= State patient =

Scottish term for detained patients

A "State patient" or "Secretary of state patient" is a Scottish term referring to someone detained under a restriction order having been deemed by a High Court as suffering from a mental disorder and where a psychiatric hospital is specified as the place of detention. It is a form of involuntary commitment. Such a patient cannot be discharged by the primary psychiatrist responsible for their care – referred to as their Responsible Medical Officer, but rather by the Scottish Executive. There is provision for taking an appeal to the Sheriff in the Sheriffdom where the custodial hospital is located.

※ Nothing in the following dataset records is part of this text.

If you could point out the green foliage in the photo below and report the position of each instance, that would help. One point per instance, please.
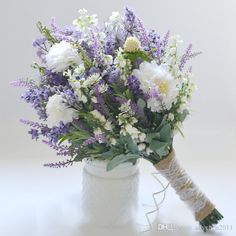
(160, 148)
(46, 33)
(141, 104)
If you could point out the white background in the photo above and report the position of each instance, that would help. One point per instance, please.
(31, 195)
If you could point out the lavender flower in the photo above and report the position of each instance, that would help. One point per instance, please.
(185, 57)
(23, 83)
(100, 104)
(62, 150)
(130, 22)
(143, 34)
(60, 164)
(134, 85)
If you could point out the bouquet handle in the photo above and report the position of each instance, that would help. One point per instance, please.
(204, 210)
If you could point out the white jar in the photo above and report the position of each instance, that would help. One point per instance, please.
(109, 198)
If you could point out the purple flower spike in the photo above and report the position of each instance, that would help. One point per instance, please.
(60, 164)
(97, 138)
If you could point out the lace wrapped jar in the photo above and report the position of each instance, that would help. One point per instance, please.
(109, 198)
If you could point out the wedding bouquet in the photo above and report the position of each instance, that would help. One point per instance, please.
(116, 92)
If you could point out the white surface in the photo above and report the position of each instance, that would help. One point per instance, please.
(41, 202)
(37, 201)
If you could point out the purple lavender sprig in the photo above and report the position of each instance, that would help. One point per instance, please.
(97, 138)
(62, 150)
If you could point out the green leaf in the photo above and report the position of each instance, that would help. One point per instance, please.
(182, 116)
(132, 146)
(117, 160)
(151, 136)
(160, 148)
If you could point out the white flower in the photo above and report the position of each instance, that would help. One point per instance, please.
(149, 151)
(158, 83)
(171, 117)
(61, 56)
(97, 131)
(85, 21)
(108, 60)
(132, 44)
(108, 126)
(91, 80)
(103, 88)
(142, 137)
(57, 110)
(141, 146)
(97, 115)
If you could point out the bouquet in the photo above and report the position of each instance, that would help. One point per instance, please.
(116, 92)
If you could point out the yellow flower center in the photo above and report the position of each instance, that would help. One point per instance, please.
(132, 44)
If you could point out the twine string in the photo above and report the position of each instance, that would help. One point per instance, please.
(156, 204)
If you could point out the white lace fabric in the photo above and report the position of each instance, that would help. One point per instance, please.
(184, 186)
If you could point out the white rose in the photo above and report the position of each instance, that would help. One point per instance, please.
(61, 56)
(57, 110)
(159, 84)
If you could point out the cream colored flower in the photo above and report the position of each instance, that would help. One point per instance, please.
(132, 44)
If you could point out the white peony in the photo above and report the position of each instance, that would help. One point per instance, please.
(85, 21)
(61, 56)
(57, 110)
(159, 84)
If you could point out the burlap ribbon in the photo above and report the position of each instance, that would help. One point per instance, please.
(184, 185)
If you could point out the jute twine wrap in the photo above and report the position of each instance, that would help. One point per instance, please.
(185, 187)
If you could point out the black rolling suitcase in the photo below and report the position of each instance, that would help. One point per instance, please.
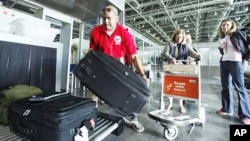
(113, 82)
(57, 118)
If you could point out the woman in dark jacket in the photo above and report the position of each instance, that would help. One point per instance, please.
(232, 46)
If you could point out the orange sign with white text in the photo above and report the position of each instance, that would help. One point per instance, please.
(184, 86)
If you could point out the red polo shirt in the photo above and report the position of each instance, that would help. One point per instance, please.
(115, 45)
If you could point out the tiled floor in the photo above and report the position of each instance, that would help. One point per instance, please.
(216, 127)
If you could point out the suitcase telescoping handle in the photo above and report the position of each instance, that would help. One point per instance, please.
(38, 98)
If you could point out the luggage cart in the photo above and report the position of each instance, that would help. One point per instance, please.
(183, 82)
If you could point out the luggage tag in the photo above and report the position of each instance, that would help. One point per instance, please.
(82, 134)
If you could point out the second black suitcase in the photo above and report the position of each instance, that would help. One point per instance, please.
(113, 82)
(54, 119)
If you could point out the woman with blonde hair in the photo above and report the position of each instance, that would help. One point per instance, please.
(178, 49)
(232, 47)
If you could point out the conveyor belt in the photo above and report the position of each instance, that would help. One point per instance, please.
(103, 128)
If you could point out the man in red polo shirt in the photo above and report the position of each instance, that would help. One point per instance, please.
(114, 40)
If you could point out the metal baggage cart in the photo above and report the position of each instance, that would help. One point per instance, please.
(183, 82)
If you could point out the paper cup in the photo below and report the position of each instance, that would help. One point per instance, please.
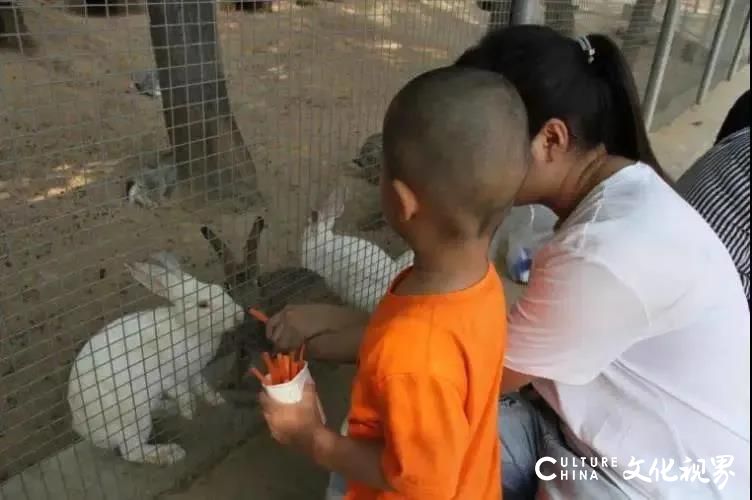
(292, 391)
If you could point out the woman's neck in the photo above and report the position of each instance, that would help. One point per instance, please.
(591, 169)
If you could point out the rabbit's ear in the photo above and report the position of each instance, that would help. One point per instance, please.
(222, 251)
(168, 260)
(251, 246)
(151, 276)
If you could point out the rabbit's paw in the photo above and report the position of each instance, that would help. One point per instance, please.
(164, 454)
(187, 405)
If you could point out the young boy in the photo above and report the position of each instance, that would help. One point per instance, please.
(423, 416)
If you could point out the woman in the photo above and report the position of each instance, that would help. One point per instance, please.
(634, 327)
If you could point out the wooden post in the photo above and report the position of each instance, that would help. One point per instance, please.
(210, 153)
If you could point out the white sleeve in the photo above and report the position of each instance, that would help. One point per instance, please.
(574, 319)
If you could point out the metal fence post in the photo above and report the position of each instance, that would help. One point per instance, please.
(660, 60)
(739, 46)
(525, 12)
(715, 50)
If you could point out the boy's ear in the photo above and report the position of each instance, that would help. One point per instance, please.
(551, 141)
(407, 202)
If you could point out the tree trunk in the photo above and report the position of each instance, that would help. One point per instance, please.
(210, 154)
(641, 18)
(13, 30)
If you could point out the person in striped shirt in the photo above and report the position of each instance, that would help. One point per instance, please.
(718, 184)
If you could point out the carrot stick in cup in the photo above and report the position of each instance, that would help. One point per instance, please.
(270, 367)
(258, 315)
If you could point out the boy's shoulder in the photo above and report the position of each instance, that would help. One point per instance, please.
(410, 343)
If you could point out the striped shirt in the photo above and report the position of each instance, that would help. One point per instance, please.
(717, 186)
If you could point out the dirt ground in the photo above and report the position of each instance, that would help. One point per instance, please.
(307, 85)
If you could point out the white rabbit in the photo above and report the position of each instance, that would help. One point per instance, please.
(128, 369)
(358, 271)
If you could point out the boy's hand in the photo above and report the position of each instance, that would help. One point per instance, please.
(295, 424)
(295, 324)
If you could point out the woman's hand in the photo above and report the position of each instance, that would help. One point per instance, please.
(295, 324)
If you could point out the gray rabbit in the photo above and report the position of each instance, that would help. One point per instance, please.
(369, 158)
(155, 183)
(269, 292)
(146, 83)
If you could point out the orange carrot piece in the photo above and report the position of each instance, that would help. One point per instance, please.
(258, 375)
(258, 315)
(270, 367)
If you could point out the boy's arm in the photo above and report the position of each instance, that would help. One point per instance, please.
(338, 346)
(331, 333)
(357, 460)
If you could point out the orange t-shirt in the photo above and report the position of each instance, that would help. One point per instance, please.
(427, 384)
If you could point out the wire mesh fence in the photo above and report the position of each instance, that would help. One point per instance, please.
(164, 166)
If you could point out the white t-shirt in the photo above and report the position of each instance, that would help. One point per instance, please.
(637, 321)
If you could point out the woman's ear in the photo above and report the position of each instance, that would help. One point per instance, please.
(407, 202)
(552, 141)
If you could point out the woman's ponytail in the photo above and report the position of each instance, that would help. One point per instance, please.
(631, 138)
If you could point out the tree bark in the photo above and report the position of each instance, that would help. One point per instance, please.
(13, 30)
(210, 154)
(641, 18)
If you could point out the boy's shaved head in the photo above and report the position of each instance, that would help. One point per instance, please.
(458, 137)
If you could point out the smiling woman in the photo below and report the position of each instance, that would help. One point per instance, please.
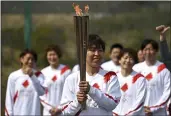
(132, 86)
(24, 85)
(158, 79)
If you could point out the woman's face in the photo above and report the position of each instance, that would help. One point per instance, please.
(52, 58)
(28, 60)
(126, 61)
(149, 52)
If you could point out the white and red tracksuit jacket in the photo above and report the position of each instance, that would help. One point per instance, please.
(133, 89)
(158, 86)
(22, 94)
(103, 96)
(54, 79)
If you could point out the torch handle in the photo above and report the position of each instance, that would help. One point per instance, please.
(81, 28)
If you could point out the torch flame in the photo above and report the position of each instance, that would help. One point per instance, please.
(77, 10)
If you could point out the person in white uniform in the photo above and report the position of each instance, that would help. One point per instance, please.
(24, 87)
(164, 52)
(55, 75)
(132, 86)
(113, 64)
(100, 91)
(76, 68)
(158, 79)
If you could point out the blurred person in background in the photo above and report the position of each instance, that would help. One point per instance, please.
(140, 56)
(76, 68)
(101, 89)
(55, 75)
(164, 52)
(158, 79)
(113, 64)
(24, 87)
(132, 86)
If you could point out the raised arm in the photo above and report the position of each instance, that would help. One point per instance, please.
(10, 96)
(166, 93)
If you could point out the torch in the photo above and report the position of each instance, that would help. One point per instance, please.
(81, 23)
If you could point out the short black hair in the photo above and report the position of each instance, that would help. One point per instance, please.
(96, 40)
(116, 45)
(131, 52)
(55, 48)
(29, 51)
(150, 41)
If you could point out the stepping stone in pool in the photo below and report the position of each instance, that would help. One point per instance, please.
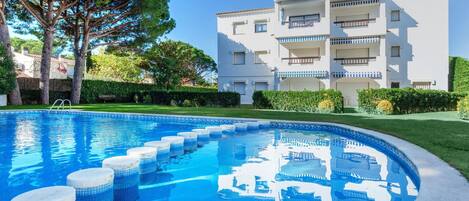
(93, 184)
(126, 176)
(53, 193)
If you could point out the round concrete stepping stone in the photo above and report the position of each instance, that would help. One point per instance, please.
(264, 124)
(126, 176)
(93, 184)
(241, 127)
(176, 143)
(190, 140)
(229, 128)
(203, 136)
(53, 193)
(215, 131)
(147, 156)
(163, 149)
(253, 125)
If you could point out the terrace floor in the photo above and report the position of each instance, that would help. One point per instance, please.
(441, 133)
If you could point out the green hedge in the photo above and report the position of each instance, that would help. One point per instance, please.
(463, 108)
(299, 101)
(459, 74)
(92, 89)
(191, 98)
(406, 101)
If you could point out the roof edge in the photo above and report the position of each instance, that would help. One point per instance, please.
(244, 11)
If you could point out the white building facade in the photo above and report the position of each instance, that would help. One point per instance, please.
(346, 45)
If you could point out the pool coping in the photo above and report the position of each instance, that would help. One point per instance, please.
(438, 180)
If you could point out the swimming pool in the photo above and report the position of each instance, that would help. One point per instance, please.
(290, 161)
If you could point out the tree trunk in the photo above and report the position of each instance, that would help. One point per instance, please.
(45, 64)
(15, 94)
(78, 77)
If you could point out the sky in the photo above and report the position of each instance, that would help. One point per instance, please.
(196, 22)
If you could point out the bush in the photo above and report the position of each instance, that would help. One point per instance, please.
(459, 74)
(124, 92)
(384, 107)
(299, 101)
(31, 97)
(183, 98)
(406, 101)
(463, 108)
(326, 106)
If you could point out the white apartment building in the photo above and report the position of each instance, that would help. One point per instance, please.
(334, 44)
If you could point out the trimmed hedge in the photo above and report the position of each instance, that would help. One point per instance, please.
(92, 89)
(188, 99)
(459, 74)
(463, 108)
(408, 100)
(298, 101)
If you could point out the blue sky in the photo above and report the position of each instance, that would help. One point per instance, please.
(196, 22)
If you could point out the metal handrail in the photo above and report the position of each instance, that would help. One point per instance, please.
(61, 105)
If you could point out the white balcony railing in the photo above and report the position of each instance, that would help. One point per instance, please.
(346, 3)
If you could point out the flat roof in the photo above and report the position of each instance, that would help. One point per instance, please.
(245, 11)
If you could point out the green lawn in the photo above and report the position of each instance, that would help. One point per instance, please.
(440, 133)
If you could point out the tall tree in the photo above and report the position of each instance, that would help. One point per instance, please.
(48, 14)
(102, 22)
(170, 62)
(6, 7)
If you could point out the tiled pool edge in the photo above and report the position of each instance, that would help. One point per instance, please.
(438, 180)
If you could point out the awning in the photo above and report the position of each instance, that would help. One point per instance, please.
(356, 74)
(356, 40)
(298, 74)
(301, 39)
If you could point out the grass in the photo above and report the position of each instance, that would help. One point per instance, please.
(441, 133)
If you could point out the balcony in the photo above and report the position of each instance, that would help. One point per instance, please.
(349, 3)
(355, 61)
(303, 21)
(301, 60)
(354, 23)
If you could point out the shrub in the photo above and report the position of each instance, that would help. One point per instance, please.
(463, 108)
(147, 99)
(459, 74)
(405, 101)
(300, 101)
(326, 106)
(187, 103)
(177, 98)
(384, 107)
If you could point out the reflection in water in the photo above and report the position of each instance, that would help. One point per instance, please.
(311, 166)
(40, 149)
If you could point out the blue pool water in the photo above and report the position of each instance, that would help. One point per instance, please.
(39, 149)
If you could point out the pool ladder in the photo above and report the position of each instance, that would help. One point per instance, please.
(59, 104)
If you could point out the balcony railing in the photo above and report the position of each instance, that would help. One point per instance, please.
(345, 3)
(354, 61)
(354, 23)
(301, 23)
(301, 60)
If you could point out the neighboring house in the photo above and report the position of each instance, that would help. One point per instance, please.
(346, 45)
(29, 66)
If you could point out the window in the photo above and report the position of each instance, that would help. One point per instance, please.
(261, 86)
(422, 85)
(261, 27)
(395, 15)
(304, 20)
(239, 28)
(260, 57)
(396, 51)
(240, 87)
(395, 85)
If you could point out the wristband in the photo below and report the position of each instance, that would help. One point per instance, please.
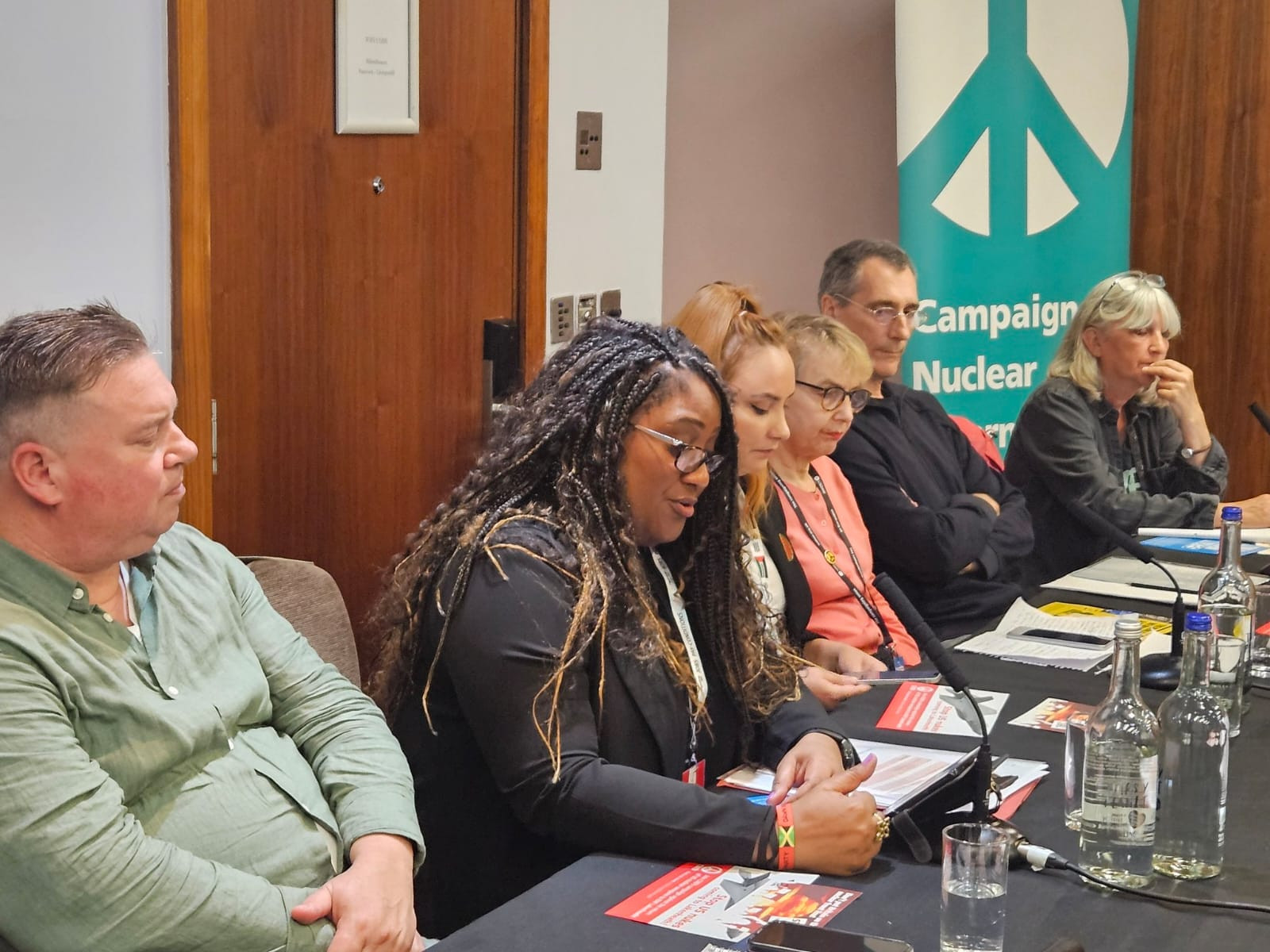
(785, 837)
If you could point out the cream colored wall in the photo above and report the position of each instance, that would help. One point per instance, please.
(84, 165)
(605, 228)
(780, 141)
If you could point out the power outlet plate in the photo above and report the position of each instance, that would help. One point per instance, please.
(562, 319)
(611, 302)
(591, 133)
(586, 310)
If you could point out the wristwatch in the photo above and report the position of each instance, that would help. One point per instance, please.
(850, 755)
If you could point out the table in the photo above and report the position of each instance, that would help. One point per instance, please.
(902, 898)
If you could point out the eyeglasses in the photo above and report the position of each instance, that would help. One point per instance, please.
(833, 397)
(914, 314)
(1149, 279)
(687, 457)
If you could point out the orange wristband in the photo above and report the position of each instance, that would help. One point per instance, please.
(785, 837)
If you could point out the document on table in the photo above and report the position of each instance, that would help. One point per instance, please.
(1260, 536)
(1022, 617)
(1122, 577)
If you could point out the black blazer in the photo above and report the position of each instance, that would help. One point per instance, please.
(798, 593)
(495, 819)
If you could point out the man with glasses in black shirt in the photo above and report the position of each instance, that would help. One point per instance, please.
(949, 530)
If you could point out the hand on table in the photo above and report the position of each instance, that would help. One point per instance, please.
(835, 825)
(829, 687)
(372, 901)
(816, 758)
(840, 657)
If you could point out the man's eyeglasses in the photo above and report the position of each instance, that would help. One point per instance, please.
(914, 315)
(1153, 281)
(687, 457)
(833, 397)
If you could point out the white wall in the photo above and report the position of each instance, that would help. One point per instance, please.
(780, 141)
(84, 190)
(605, 228)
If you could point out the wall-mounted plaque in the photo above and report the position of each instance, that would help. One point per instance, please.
(378, 67)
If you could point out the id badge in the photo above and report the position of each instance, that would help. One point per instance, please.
(696, 774)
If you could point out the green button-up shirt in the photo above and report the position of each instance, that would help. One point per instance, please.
(179, 791)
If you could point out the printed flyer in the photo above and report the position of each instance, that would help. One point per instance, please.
(730, 903)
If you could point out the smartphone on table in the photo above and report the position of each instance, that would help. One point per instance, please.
(793, 937)
(1071, 639)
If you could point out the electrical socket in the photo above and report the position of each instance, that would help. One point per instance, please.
(562, 319)
(611, 302)
(590, 140)
(586, 309)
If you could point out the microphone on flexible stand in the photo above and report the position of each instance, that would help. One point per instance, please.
(939, 655)
(1263, 416)
(1160, 672)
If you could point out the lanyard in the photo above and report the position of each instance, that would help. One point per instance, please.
(681, 621)
(867, 603)
(690, 645)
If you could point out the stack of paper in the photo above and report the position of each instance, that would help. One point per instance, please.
(1022, 617)
(1122, 577)
(901, 772)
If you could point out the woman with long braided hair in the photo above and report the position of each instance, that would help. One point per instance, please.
(573, 647)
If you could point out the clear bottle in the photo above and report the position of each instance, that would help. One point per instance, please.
(1227, 593)
(1191, 822)
(1122, 761)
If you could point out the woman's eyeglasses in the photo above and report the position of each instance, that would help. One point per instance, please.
(833, 397)
(687, 457)
(1153, 281)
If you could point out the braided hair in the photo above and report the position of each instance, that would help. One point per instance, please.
(554, 457)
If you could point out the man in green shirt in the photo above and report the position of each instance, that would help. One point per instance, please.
(178, 768)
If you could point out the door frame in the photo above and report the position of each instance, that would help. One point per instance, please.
(192, 221)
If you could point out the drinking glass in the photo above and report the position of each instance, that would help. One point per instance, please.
(1259, 641)
(973, 899)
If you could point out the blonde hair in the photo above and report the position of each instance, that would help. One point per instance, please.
(1111, 302)
(727, 323)
(810, 333)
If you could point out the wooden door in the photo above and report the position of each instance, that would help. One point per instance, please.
(1200, 196)
(344, 325)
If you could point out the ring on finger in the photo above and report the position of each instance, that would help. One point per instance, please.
(882, 827)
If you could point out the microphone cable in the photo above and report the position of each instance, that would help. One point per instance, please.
(1041, 858)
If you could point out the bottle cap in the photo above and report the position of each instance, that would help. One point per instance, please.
(1128, 622)
(1199, 621)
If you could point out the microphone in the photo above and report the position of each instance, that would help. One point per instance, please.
(933, 649)
(1161, 672)
(1263, 416)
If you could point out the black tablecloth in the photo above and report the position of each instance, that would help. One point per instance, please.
(902, 899)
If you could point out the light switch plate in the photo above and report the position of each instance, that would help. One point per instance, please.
(590, 140)
(562, 319)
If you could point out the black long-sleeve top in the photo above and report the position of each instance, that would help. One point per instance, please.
(1066, 452)
(914, 476)
(495, 822)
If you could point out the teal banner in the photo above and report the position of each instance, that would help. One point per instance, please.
(1014, 133)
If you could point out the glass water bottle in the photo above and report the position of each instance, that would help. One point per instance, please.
(1227, 593)
(1191, 822)
(1122, 759)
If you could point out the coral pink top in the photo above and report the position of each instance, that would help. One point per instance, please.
(836, 613)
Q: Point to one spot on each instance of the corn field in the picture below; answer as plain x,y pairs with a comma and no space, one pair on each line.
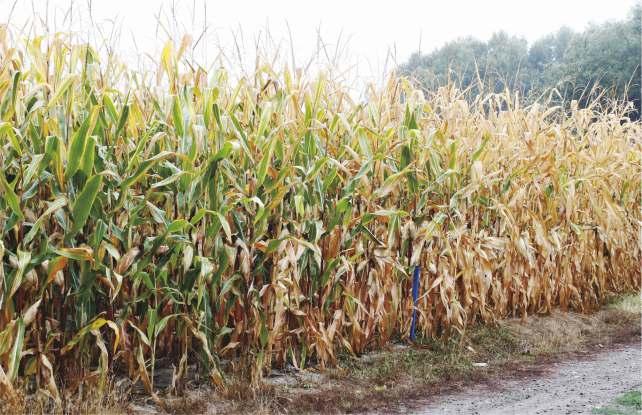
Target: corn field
183,216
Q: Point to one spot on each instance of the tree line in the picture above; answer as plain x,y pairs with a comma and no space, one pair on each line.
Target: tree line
602,60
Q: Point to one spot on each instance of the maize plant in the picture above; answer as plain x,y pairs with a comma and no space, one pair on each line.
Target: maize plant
184,216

The psychiatric survivor Thomas Ritchie was detained at Hartwood Hospital by the Lanark Sheriff Court in 1963. Ritchie had understood that he was only expected to remain detained there for 15 months. However it was eight years before he was released. After three years he started work on the manifesto of the Scottish Union of Mental Patients, in which he used his own personal experience as a "case history" claiming that false accusations that he had been violent led to further restrictions being placed upon him when he formulated complaints about his treatment and suggestions for improvements in the conditions for hospital inmates in general. Ritchie stated that in 1970 the Department of the Secretary of State for Scotland had only one social worker responsible for all the state patients in Scotland.